Econometric analysis of accounting choice
Explore issues of (broad) interest raised in colloquium, papers, or formative ideas from a causal perspective.
1. Describe the general problem.
2. Identify a specific (causal) research question.
3. Formulate a research design.
4. Discuss interpretation of potential results.
Closely attend to the role of probability assignment and counterfactuals in devising an identification strategy and data analysis.
1. Identify a topic of interest.
2. Apply the above outline to the subject.
3. Simulate data and apply your research design.
4. If you have archival data, subject these data to your vetted design and interpret the results; otherwise, interpret the results for the simulated data.
"No successful mechanical algorithm for discovering causal or structural models has yet been produced, and it is unlikely that one will ever be found. At the same time, it is unlikely that the quest for a mechanical algorithm for determining causality from data will ever be abandoned. The tension between the use of tacit knowledge and formal algorithmic methods is likely to be a permanent feature of empirical research in economics. It arises because in most empirical studies there is always more knowledge about a problem being studied than appears in the sampling distributions of the measured variables being analyzed or in well-specified Bayesian priors. The best empirical work in economics uses economic theory as a framework for integrating all of the available evidence, tacit and algorithmic, to tell a convincing story."

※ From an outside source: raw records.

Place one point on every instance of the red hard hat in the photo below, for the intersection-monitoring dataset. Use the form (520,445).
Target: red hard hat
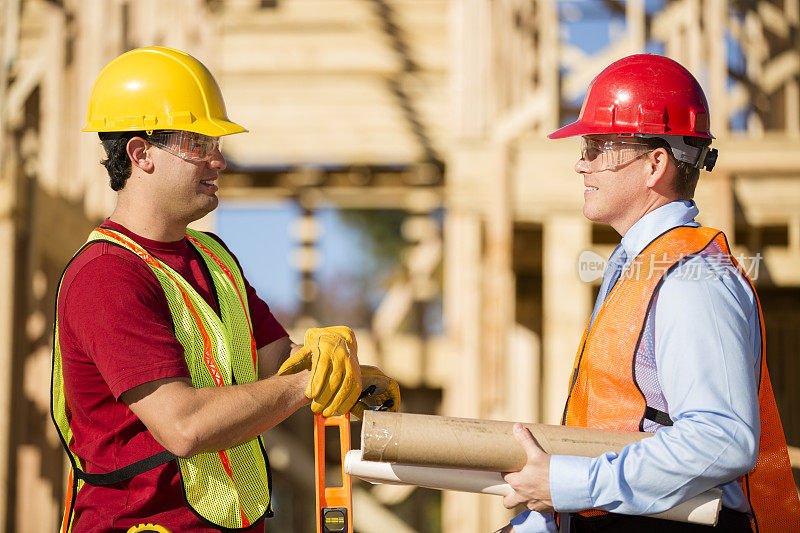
(645,94)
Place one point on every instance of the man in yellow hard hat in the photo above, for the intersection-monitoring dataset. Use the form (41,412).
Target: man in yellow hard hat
(167,365)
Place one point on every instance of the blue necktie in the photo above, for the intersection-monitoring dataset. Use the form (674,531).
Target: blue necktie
(613,271)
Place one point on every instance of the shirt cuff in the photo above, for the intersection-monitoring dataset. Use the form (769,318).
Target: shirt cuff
(533,522)
(569,483)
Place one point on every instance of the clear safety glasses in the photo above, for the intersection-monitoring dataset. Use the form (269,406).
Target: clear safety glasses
(186,144)
(611,155)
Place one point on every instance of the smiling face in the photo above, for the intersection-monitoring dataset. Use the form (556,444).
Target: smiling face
(617,196)
(184,191)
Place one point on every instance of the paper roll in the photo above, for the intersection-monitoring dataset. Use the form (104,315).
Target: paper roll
(702,509)
(428,440)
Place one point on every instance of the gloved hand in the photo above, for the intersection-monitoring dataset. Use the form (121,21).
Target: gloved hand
(380,392)
(331,355)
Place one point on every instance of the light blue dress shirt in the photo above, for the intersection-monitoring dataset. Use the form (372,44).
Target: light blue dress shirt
(704,336)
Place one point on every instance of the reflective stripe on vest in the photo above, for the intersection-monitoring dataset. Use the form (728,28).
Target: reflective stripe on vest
(603,390)
(230,488)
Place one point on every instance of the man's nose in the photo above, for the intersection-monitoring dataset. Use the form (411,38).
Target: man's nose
(217,161)
(582,166)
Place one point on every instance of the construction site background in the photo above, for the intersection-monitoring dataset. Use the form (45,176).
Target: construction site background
(422,124)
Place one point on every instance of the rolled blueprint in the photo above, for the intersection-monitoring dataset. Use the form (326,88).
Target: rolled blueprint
(428,440)
(702,509)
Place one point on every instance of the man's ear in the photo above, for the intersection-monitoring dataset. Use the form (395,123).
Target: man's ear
(658,168)
(137,152)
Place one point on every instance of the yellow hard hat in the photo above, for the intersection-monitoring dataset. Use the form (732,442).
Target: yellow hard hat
(157,88)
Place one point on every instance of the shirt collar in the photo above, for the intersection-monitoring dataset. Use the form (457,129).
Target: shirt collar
(656,222)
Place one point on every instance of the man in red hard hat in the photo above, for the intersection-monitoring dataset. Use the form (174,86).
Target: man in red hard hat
(674,345)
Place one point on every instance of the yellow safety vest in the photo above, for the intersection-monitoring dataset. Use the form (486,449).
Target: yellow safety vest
(230,488)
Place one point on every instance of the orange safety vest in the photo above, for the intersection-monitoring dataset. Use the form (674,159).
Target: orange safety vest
(603,390)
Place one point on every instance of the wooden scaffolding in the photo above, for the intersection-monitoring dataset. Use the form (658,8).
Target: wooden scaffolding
(418,105)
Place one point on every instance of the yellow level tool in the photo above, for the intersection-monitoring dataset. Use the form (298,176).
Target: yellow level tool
(334,504)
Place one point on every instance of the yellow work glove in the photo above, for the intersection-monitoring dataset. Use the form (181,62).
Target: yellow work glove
(332,356)
(380,392)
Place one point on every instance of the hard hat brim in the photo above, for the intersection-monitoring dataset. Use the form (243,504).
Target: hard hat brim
(582,128)
(212,128)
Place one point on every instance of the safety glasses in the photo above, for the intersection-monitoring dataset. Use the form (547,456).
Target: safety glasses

– James Heckman, Quarterly Journal of Economics 115, no. 1 Feb. 2000, p. 46.
The objectives are (i) to build a foundation for meaningful discussions, (ii) to complement econometrics (and statistics) courses (in my view, coursework provides an opportunity to survey what's out there – this is an opportunity to develop a deeper understanding), and (iii) to explore implications for accounting.

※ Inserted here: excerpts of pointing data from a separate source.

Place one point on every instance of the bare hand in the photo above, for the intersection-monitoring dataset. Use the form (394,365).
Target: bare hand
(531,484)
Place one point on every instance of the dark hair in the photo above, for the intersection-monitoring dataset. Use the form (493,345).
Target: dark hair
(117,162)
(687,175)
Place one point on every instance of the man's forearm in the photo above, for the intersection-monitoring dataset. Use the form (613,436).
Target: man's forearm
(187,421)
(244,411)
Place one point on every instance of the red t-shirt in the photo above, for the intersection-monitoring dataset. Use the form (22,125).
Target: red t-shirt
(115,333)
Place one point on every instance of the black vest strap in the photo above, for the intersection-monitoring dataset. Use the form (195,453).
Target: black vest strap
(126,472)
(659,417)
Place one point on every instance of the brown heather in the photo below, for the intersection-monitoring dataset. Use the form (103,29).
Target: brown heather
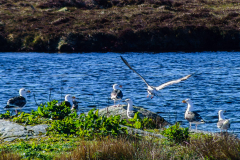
(119,25)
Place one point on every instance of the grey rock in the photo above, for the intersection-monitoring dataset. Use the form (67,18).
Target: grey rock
(10,131)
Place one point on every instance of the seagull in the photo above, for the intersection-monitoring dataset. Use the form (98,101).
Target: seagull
(130,109)
(151,89)
(19,101)
(192,116)
(222,122)
(116,94)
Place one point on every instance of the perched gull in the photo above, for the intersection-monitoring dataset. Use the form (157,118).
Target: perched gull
(130,109)
(192,116)
(19,101)
(151,89)
(222,124)
(116,94)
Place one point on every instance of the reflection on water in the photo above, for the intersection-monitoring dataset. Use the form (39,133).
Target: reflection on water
(90,76)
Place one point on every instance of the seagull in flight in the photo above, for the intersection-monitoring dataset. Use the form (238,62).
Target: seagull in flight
(153,91)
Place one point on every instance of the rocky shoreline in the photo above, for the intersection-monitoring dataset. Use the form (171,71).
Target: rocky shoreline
(10,131)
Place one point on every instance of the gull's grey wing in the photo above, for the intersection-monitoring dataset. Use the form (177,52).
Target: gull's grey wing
(124,60)
(172,82)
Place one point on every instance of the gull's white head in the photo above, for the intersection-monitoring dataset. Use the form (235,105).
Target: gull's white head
(130,104)
(190,105)
(116,86)
(220,115)
(23,92)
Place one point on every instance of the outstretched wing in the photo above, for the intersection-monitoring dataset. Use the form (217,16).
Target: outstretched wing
(172,82)
(124,60)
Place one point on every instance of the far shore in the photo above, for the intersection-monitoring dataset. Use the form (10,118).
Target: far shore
(119,26)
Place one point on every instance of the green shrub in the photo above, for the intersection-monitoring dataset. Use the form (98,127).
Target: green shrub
(52,110)
(5,115)
(176,133)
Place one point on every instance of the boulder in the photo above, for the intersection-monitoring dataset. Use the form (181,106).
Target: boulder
(10,131)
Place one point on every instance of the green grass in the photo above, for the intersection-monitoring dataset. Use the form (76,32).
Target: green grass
(89,18)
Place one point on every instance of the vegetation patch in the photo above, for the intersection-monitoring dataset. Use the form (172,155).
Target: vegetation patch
(129,25)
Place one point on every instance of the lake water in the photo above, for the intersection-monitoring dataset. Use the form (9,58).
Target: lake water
(90,76)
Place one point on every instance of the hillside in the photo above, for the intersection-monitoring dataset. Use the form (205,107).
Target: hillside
(119,25)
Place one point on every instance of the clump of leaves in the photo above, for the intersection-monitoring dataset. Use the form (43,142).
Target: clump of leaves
(6,115)
(88,126)
(139,123)
(176,133)
(52,110)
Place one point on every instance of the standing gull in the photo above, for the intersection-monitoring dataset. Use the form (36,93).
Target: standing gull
(19,101)
(116,94)
(151,89)
(130,109)
(192,116)
(222,124)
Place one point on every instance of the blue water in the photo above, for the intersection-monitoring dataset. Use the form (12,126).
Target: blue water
(90,76)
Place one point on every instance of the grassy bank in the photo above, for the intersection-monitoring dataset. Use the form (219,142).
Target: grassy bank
(98,137)
(119,25)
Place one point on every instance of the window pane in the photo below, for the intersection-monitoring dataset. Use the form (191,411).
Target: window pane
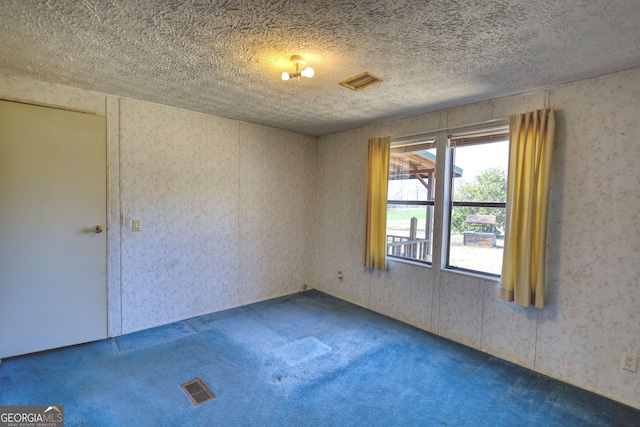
(412,175)
(410,226)
(479,246)
(476,236)
(409,231)
(481,172)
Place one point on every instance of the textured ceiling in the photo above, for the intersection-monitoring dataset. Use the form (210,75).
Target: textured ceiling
(225,57)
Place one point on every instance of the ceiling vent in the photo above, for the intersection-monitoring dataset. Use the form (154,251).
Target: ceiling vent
(360,81)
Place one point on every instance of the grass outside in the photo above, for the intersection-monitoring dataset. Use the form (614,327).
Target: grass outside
(488,260)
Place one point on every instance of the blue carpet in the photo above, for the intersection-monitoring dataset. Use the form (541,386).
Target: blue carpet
(303,360)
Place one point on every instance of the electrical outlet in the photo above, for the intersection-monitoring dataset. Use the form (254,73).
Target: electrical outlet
(630,362)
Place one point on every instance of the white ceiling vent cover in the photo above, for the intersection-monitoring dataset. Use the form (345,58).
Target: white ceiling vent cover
(360,81)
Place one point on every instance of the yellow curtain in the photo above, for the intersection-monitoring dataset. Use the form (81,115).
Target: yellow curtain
(530,148)
(375,244)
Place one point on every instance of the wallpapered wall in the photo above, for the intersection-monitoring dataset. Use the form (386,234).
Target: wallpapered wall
(592,313)
(266,211)
(220,202)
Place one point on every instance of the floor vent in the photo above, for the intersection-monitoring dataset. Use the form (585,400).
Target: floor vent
(360,81)
(197,392)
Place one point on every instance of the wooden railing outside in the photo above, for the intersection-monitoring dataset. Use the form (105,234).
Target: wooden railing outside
(409,247)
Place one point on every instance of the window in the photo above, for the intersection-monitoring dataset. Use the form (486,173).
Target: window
(478,174)
(411,197)
(473,206)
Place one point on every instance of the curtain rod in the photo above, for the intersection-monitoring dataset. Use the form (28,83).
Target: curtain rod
(420,135)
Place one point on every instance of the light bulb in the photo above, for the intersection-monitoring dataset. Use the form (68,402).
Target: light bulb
(308,72)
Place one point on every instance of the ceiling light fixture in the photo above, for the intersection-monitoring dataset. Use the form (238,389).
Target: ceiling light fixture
(299,63)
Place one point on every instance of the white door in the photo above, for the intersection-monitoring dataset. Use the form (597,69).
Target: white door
(53,290)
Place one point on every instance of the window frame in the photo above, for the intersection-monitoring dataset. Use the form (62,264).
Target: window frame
(477,136)
(408,145)
(443,202)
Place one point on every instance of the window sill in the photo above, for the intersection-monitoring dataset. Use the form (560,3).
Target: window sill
(408,261)
(473,274)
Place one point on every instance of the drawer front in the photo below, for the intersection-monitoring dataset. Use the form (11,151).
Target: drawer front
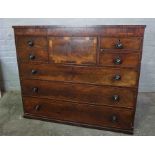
(98,95)
(46,72)
(119,59)
(74,50)
(120,43)
(93,75)
(35,55)
(79,113)
(31,42)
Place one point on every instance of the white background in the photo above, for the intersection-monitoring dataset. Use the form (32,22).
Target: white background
(80,9)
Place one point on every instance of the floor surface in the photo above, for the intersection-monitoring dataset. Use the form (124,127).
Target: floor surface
(12,122)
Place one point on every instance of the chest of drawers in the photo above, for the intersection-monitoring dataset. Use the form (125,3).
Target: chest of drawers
(85,76)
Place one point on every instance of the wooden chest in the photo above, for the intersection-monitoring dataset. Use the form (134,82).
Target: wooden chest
(85,76)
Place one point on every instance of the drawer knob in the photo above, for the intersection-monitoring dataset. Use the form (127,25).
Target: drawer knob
(34,71)
(101,49)
(114,118)
(117,60)
(119,45)
(30,43)
(115,97)
(37,107)
(35,89)
(117,77)
(32,57)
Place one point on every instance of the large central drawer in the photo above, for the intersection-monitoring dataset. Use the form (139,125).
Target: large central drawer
(81,74)
(98,95)
(87,114)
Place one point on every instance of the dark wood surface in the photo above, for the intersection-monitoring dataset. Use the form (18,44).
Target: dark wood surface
(86,75)
(80,74)
(79,93)
(90,114)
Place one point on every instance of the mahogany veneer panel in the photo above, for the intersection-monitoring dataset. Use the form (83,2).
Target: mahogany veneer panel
(84,75)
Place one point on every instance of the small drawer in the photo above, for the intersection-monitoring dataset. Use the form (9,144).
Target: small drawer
(119,59)
(32,55)
(102,116)
(97,95)
(28,42)
(132,43)
(46,72)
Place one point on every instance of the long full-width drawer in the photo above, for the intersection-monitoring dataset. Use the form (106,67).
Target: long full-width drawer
(102,116)
(81,74)
(98,95)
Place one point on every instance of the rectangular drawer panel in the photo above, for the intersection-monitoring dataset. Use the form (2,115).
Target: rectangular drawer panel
(31,42)
(81,74)
(120,43)
(99,95)
(119,59)
(79,113)
(35,55)
(76,50)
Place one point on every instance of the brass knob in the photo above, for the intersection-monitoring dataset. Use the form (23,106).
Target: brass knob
(32,57)
(37,107)
(30,43)
(34,71)
(114,118)
(117,60)
(35,89)
(117,77)
(119,45)
(101,49)
(115,97)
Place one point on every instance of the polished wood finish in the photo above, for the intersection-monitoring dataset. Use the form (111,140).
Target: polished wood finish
(84,75)
(127,43)
(89,94)
(119,59)
(73,50)
(90,114)
(80,74)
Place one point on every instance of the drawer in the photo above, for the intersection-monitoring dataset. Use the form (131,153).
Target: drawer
(74,50)
(132,43)
(46,72)
(97,95)
(80,74)
(35,55)
(31,42)
(119,59)
(83,114)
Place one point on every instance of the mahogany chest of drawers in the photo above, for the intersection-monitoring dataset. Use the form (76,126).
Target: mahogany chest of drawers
(85,76)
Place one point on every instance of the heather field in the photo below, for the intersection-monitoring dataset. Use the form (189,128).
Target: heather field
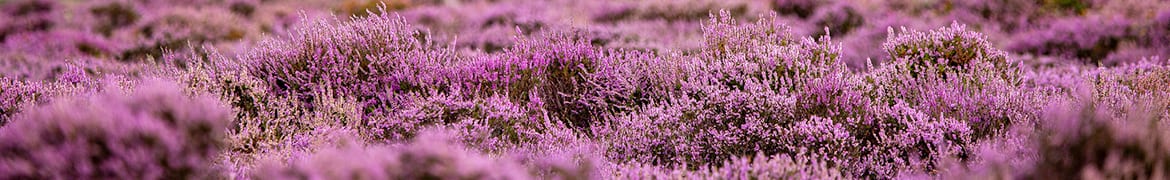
(584,89)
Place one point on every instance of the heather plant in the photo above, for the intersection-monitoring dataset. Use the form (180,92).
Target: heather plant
(1084,138)
(429,156)
(156,132)
(758,167)
(954,73)
(374,59)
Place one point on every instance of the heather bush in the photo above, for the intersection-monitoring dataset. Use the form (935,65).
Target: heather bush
(427,157)
(568,89)
(374,59)
(954,73)
(758,167)
(156,132)
(1091,140)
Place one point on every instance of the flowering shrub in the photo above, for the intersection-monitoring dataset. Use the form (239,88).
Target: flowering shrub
(157,132)
(564,89)
(427,157)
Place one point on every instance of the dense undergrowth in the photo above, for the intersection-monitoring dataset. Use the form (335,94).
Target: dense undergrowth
(386,90)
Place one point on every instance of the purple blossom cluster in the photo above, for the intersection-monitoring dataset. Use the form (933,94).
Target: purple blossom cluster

Below is a list of potential topics for summer seminar. We surely will not cover them all (some will naturally get combined in the course of our discussions). It goes without saying, this is an ambitious, time and energy-taxing endeavor, but this seminar is purely optional (it's an opportunity not an obligation). If you decide to participate, I would like you to choose a topic and tentative date for discussion. I believe you'll get more out of seminar if you actively participate, therefore my plan for this summer is to give you some latitude in leading the discussion. Don't think you have to exhaust the topic – that's not possible, many of these topics warrant a course of their own. Do not expect closure.
There is some coverage of each of these issues in my monograph, Accounting and causal effects: Econometric challenges. But don't think you have to limit yourself to these pages. The monograph is posted below along with some supplemental material developed (and still under development) subsequent to completion of the monograph along with some sample R programs.

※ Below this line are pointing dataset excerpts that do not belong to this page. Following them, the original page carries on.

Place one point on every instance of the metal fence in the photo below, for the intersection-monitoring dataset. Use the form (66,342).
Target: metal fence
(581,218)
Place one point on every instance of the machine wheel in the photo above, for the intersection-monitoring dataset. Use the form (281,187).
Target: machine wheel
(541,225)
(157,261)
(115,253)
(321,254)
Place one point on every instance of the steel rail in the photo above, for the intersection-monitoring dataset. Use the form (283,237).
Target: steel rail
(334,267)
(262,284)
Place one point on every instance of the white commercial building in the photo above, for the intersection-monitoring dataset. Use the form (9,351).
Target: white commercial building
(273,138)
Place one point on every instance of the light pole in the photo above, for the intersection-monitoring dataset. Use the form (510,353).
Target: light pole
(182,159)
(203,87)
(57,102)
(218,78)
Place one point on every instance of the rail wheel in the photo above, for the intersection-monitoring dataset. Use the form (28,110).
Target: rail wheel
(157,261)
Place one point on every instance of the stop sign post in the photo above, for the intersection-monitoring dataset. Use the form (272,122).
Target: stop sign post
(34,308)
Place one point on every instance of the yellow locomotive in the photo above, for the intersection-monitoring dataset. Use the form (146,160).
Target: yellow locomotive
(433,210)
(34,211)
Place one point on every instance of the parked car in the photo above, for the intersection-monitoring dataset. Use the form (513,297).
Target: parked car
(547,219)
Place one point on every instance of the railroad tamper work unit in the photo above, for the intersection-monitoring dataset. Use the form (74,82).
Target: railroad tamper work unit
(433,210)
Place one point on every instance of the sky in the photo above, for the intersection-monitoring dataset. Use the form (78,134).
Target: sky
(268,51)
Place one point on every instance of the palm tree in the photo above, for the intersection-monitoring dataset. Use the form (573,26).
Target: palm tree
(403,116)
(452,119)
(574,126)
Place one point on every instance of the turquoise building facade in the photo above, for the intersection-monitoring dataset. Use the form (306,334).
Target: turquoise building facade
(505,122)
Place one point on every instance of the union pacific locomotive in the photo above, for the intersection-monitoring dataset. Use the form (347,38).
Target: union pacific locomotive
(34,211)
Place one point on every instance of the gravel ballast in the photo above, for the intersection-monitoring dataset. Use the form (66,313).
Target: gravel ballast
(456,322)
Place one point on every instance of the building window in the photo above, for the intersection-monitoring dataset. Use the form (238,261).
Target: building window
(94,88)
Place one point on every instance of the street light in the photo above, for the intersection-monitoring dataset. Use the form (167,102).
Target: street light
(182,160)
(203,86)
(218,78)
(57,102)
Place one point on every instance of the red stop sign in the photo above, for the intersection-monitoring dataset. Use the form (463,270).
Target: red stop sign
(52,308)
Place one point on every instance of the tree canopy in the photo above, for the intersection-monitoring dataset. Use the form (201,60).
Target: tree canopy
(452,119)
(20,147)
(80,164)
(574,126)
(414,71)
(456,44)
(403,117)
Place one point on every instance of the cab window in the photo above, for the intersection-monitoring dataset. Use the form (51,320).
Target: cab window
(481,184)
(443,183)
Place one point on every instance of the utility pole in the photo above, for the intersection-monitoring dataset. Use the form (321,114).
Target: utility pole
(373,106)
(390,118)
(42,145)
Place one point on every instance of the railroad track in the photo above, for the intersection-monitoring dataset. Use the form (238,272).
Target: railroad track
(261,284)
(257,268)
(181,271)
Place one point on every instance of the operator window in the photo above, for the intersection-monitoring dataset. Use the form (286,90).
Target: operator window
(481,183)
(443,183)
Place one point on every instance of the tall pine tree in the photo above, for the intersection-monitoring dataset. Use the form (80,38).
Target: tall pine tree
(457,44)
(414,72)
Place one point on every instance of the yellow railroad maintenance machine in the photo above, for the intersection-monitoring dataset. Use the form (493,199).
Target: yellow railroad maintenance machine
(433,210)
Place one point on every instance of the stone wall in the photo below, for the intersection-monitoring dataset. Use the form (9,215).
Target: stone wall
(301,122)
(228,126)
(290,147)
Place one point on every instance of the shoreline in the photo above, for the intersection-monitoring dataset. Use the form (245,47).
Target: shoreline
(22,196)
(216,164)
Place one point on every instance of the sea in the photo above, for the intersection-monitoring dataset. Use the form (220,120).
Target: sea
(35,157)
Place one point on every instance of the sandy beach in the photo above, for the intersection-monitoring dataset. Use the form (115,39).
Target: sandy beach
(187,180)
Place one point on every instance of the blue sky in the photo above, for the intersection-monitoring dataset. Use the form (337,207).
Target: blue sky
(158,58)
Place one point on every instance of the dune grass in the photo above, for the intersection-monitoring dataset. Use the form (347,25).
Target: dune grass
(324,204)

As you know, linear algebra is an indispensable tool for these explorations. Amongst the supplemental materials is an appendix (not listed with the topics below) which includes a brief survey of some important concepts from linear algebra along with some examples.
Make use of the best tools at your disposal (spreadsheets, Mathematica, Matlab, etc.). I find R, the open source statistical software, to be invaluable especially for computationally intensive work like McMC simulation. Since it's open source, it evolves rapidly and many of the contributors have fabulous programming skills that make R extraordinarily efficient. I plan to post a few sample programs to, hopefully, ease the learning curve but expect to discover your own tricks for gaining efficiency (sadly, not my forte).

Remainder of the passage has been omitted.